Investment Knowledge versus Literacy

May 21, 2009
Shirley Mueller

Though an investor may be knowledgeable, he might not be able to act like it.

After all is said and done, a lot more is said than done

Though an investor may be knowledgeable, he might not be able to act like it. This is according to Sandra Huston from Texas Tech University who spoke at the Networks Financial Institute at Indiana State University Conference in Indianapolis, Indiana on May 17, 2009.

Huston and her colleagues at the meeting explained that financial literacy is different than knowledge. It is the ability to use information and skills to manage financial resources effectively rather than just understanding them. This concept of literacy versus knowledge relates to budgeting, saving, and borrowing, as well as investing.

Dr. Huston explained these concepts by using a chart similar to the one above. Knowledge is on the horizontal axis and action on the vertical. Little knowledge (on the left) results in financial unawareness and thereby often leads to lack of action. If action is taken, it is because such a person is overconfident because he doesn’t possess understanding.

On the other end of the spectrum (to the right) is someone with high financial knowledge. If he acts, he is able to be financially competent and serve his own best interests almost certainly better than anyone else because he knows what they are. If he doesn’t act, he is exhibiting financial paralysis because he has enough understanding to do so, but has internal issues (perhaps fear or a weak self protective instinct) that prevent him from acting.

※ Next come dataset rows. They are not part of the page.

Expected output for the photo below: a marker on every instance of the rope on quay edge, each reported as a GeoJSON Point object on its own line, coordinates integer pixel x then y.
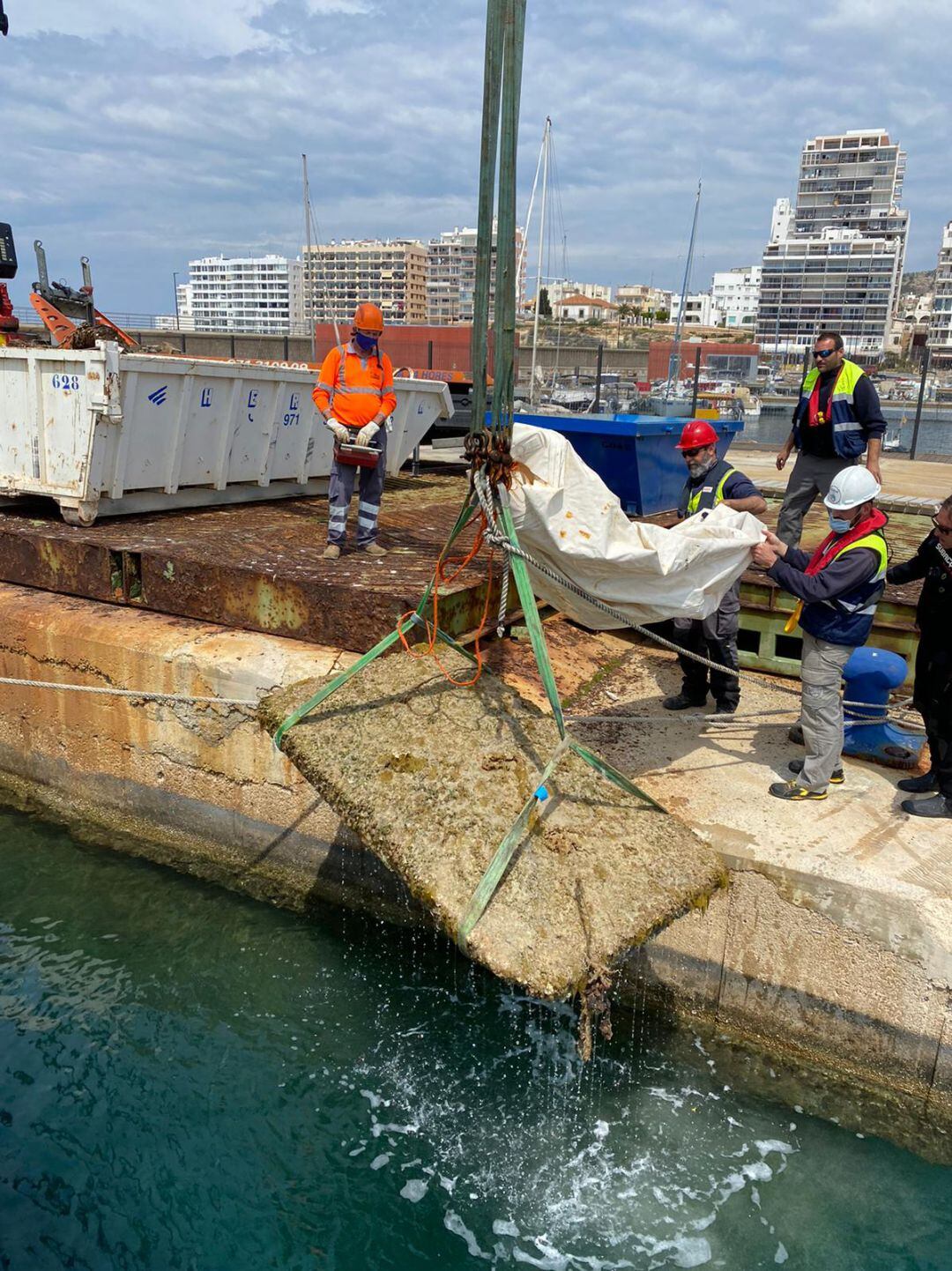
{"type": "Point", "coordinates": [494, 535]}
{"type": "Point", "coordinates": [186, 699]}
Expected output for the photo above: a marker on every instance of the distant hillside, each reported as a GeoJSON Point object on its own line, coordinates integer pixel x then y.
{"type": "Point", "coordinates": [919, 284]}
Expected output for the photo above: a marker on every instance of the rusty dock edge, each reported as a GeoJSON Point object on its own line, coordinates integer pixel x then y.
{"type": "Point", "coordinates": [256, 567]}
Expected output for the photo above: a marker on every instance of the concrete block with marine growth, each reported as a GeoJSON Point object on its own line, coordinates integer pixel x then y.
{"type": "Point", "coordinates": [432, 777]}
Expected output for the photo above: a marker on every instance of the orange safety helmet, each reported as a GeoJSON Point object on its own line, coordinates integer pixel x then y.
{"type": "Point", "coordinates": [696, 434]}
{"type": "Point", "coordinates": [368, 318]}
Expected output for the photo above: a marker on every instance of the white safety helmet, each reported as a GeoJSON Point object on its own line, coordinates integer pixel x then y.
{"type": "Point", "coordinates": [851, 488]}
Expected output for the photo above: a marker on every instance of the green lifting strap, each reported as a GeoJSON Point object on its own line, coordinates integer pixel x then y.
{"type": "Point", "coordinates": [531, 612]}
{"type": "Point", "coordinates": [487, 885]}
{"type": "Point", "coordinates": [471, 508]}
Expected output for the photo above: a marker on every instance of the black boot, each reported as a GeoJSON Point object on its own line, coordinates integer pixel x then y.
{"type": "Point", "coordinates": [935, 806]}
{"type": "Point", "coordinates": [919, 784]}
{"type": "Point", "coordinates": [681, 702]}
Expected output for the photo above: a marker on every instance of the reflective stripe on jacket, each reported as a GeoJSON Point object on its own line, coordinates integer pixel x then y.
{"type": "Point", "coordinates": [848, 436]}
{"type": "Point", "coordinates": [849, 618]}
{"type": "Point", "coordinates": [353, 388]}
{"type": "Point", "coordinates": [708, 494]}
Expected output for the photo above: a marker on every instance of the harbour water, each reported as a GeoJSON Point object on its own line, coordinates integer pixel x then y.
{"type": "Point", "coordinates": [190, 1079]}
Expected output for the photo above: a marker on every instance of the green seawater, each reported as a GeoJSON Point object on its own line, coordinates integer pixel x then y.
{"type": "Point", "coordinates": [193, 1081]}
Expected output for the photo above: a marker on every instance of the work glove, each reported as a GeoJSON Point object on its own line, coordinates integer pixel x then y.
{"type": "Point", "coordinates": [338, 430]}
{"type": "Point", "coordinates": [366, 434]}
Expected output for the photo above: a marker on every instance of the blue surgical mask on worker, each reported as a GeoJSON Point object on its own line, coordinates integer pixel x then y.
{"type": "Point", "coordinates": [839, 524]}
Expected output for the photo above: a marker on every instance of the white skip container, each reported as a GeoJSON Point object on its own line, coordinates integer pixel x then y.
{"type": "Point", "coordinates": [104, 431]}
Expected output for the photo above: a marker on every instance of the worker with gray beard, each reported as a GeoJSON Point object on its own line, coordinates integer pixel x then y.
{"type": "Point", "coordinates": [710, 480]}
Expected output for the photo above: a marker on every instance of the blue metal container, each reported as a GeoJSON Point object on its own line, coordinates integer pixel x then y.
{"type": "Point", "coordinates": [633, 454]}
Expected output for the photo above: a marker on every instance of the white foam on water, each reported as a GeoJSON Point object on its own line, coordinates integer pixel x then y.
{"type": "Point", "coordinates": [377, 1129]}
{"type": "Point", "coordinates": [693, 1251]}
{"type": "Point", "coordinates": [759, 1171]}
{"type": "Point", "coordinates": [767, 1145]}
{"type": "Point", "coordinates": [658, 1092]}
{"type": "Point", "coordinates": [414, 1190]}
{"type": "Point", "coordinates": [580, 1182]}
{"type": "Point", "coordinates": [505, 1228]}
{"type": "Point", "coordinates": [455, 1224]}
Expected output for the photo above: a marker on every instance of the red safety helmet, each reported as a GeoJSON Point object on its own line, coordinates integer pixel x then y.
{"type": "Point", "coordinates": [695, 434]}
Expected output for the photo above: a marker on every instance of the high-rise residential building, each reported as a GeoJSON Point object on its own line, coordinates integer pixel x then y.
{"type": "Point", "coordinates": [836, 258]}
{"type": "Point", "coordinates": [941, 321]}
{"type": "Point", "coordinates": [837, 279]}
{"type": "Point", "coordinates": [450, 279]}
{"type": "Point", "coordinates": [853, 181]}
{"type": "Point", "coordinates": [239, 294]}
{"type": "Point", "coordinates": [389, 273]}
{"type": "Point", "coordinates": [736, 293]}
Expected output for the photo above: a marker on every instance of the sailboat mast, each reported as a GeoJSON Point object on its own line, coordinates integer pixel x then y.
{"type": "Point", "coordinates": [308, 266]}
{"type": "Point", "coordinates": [673, 365]}
{"type": "Point", "coordinates": [541, 248]}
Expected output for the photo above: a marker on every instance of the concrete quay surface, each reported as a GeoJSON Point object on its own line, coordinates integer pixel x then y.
{"type": "Point", "coordinates": [831, 943]}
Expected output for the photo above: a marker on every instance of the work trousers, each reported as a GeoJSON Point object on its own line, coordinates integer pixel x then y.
{"type": "Point", "coordinates": [713, 637]}
{"type": "Point", "coordinates": [822, 710]}
{"type": "Point", "coordinates": [933, 698]}
{"type": "Point", "coordinates": [811, 478]}
{"type": "Point", "coordinates": [371, 489]}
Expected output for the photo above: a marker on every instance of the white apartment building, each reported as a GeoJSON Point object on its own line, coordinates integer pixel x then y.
{"type": "Point", "coordinates": [782, 220]}
{"type": "Point", "coordinates": [833, 257]}
{"type": "Point", "coordinates": [388, 272]}
{"type": "Point", "coordinates": [643, 298]}
{"type": "Point", "coordinates": [736, 293]}
{"type": "Point", "coordinates": [699, 310]}
{"type": "Point", "coordinates": [941, 321]}
{"type": "Point", "coordinates": [450, 276]}
{"type": "Point", "coordinates": [837, 279]}
{"type": "Point", "coordinates": [560, 289]}
{"type": "Point", "coordinates": [239, 294]}
{"type": "Point", "coordinates": [853, 181]}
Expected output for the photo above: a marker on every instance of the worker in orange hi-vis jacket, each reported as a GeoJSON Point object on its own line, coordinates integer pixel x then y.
{"type": "Point", "coordinates": [355, 396]}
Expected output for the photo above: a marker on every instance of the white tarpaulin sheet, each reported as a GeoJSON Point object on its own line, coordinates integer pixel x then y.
{"type": "Point", "coordinates": [567, 517]}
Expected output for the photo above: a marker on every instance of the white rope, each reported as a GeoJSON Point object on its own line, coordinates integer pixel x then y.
{"type": "Point", "coordinates": [130, 693]}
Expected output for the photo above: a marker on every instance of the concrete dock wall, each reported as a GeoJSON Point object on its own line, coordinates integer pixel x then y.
{"type": "Point", "coordinates": [201, 788]}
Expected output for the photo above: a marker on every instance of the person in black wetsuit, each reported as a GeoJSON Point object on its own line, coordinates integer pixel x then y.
{"type": "Point", "coordinates": [933, 663]}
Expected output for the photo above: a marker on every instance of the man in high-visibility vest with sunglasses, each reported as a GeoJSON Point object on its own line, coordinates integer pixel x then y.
{"type": "Point", "coordinates": [355, 396]}
{"type": "Point", "coordinates": [837, 419]}
{"type": "Point", "coordinates": [710, 480]}
{"type": "Point", "coordinates": [837, 589]}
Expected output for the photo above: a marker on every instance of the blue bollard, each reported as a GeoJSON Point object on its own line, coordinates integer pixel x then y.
{"type": "Point", "coordinates": [871, 675]}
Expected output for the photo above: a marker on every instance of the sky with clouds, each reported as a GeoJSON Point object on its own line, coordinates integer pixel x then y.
{"type": "Point", "coordinates": [146, 132]}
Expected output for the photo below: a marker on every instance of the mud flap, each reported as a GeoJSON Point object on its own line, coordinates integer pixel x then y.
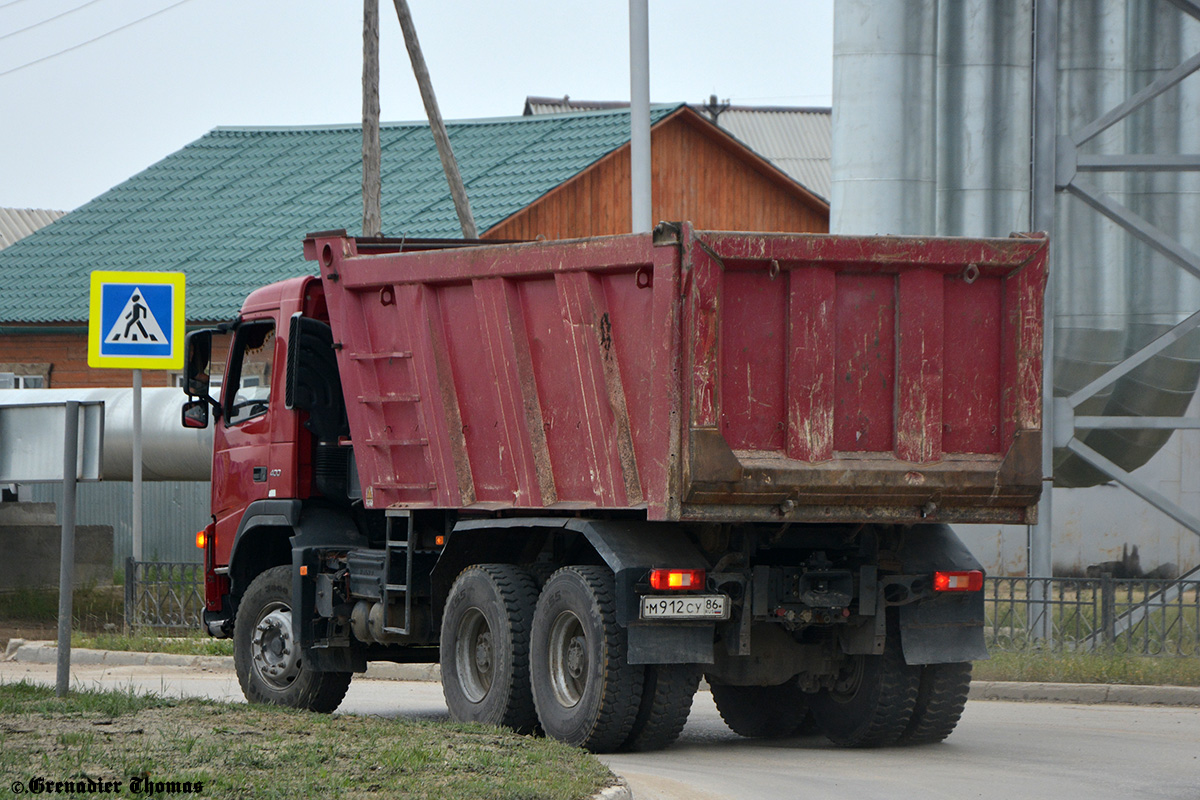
{"type": "Point", "coordinates": [947, 627]}
{"type": "Point", "coordinates": [671, 644]}
{"type": "Point", "coordinates": [943, 630]}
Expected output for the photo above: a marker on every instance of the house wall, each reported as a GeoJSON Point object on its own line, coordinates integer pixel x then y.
{"type": "Point", "coordinates": [699, 175]}
{"type": "Point", "coordinates": [60, 355]}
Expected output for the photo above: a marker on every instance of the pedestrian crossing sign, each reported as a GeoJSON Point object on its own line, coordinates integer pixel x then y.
{"type": "Point", "coordinates": [136, 320]}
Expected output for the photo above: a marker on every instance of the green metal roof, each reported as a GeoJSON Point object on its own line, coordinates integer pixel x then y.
{"type": "Point", "coordinates": [231, 210]}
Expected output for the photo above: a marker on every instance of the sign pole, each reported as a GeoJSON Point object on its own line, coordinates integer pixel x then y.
{"type": "Point", "coordinates": [137, 465]}
{"type": "Point", "coordinates": [66, 554]}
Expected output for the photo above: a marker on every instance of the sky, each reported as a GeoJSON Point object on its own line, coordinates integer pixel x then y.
{"type": "Point", "coordinates": [79, 118]}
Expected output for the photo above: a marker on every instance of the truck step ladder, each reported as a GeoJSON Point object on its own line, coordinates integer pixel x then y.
{"type": "Point", "coordinates": [399, 569]}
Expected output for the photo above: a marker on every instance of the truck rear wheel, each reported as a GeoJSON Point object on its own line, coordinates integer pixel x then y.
{"type": "Point", "coordinates": [586, 691]}
{"type": "Point", "coordinates": [873, 701]}
{"type": "Point", "coordinates": [485, 647]}
{"type": "Point", "coordinates": [267, 656]}
{"type": "Point", "coordinates": [940, 702]}
{"type": "Point", "coordinates": [667, 691]}
{"type": "Point", "coordinates": [763, 711]}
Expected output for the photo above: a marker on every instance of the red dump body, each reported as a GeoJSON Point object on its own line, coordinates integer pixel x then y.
{"type": "Point", "coordinates": [696, 376]}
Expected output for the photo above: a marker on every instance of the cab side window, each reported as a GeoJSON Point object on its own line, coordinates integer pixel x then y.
{"type": "Point", "coordinates": [249, 383]}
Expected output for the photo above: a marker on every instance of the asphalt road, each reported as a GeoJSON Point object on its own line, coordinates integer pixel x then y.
{"type": "Point", "coordinates": [1001, 750]}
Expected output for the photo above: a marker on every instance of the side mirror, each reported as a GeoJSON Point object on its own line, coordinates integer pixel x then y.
{"type": "Point", "coordinates": [197, 366]}
{"type": "Point", "coordinates": [196, 414]}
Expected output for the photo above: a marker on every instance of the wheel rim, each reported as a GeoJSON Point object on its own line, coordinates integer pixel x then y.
{"type": "Point", "coordinates": [850, 680]}
{"type": "Point", "coordinates": [568, 659]}
{"type": "Point", "coordinates": [274, 651]}
{"type": "Point", "coordinates": [474, 655]}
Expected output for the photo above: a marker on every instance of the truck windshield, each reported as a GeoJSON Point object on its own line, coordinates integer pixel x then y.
{"type": "Point", "coordinates": [249, 384]}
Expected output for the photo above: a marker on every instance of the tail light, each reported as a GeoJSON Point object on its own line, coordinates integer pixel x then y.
{"type": "Point", "coordinates": [970, 581]}
{"type": "Point", "coordinates": [677, 579]}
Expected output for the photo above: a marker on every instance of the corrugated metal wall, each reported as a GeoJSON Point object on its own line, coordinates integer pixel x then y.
{"type": "Point", "coordinates": [172, 513]}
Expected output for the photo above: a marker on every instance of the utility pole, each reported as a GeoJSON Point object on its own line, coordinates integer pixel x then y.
{"type": "Point", "coordinates": [642, 217]}
{"type": "Point", "coordinates": [457, 191]}
{"type": "Point", "coordinates": [372, 182]}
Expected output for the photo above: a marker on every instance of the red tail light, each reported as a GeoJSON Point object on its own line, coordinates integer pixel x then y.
{"type": "Point", "coordinates": [971, 581]}
{"type": "Point", "coordinates": [677, 579]}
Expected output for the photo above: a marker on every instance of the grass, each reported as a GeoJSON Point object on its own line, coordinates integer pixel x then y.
{"type": "Point", "coordinates": [93, 607]}
{"type": "Point", "coordinates": [192, 644]}
{"type": "Point", "coordinates": [263, 752]}
{"type": "Point", "coordinates": [1102, 667]}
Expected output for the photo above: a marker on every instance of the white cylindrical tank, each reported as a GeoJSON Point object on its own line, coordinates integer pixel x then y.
{"type": "Point", "coordinates": [169, 451]}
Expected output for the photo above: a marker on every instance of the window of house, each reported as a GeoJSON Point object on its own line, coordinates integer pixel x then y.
{"type": "Point", "coordinates": [250, 371]}
{"type": "Point", "coordinates": [24, 376]}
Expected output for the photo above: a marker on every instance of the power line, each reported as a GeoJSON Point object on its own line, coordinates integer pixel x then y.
{"type": "Point", "coordinates": [76, 47]}
{"type": "Point", "coordinates": [60, 16]}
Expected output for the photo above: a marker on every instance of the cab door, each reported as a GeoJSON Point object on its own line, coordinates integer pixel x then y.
{"type": "Point", "coordinates": [241, 463]}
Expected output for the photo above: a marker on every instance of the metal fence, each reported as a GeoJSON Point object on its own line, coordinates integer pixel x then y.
{"type": "Point", "coordinates": [1137, 617]}
{"type": "Point", "coordinates": [163, 594]}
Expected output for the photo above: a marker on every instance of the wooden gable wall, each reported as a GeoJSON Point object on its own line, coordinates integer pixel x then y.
{"type": "Point", "coordinates": [700, 174]}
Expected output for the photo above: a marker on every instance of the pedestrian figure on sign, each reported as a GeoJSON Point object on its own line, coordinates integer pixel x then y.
{"type": "Point", "coordinates": [137, 312]}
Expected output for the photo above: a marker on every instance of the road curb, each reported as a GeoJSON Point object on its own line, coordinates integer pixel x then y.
{"type": "Point", "coordinates": [981, 690]}
{"type": "Point", "coordinates": [1086, 693]}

Knowledge without action is useless because the same, often destructive, habits are continued without improvement. This can work to the detriment of an investor. For example, one who is well-informed, but paralyzed in this depressed economy because he doesn’t feel capable of making a change. He knows his portfolio is too risky, but doesn’t act to protect himself. This could include adjusting it himself if he is self-directing his investments, or if not, speaking with his advisor about his concerns so that appropriate steps are taken.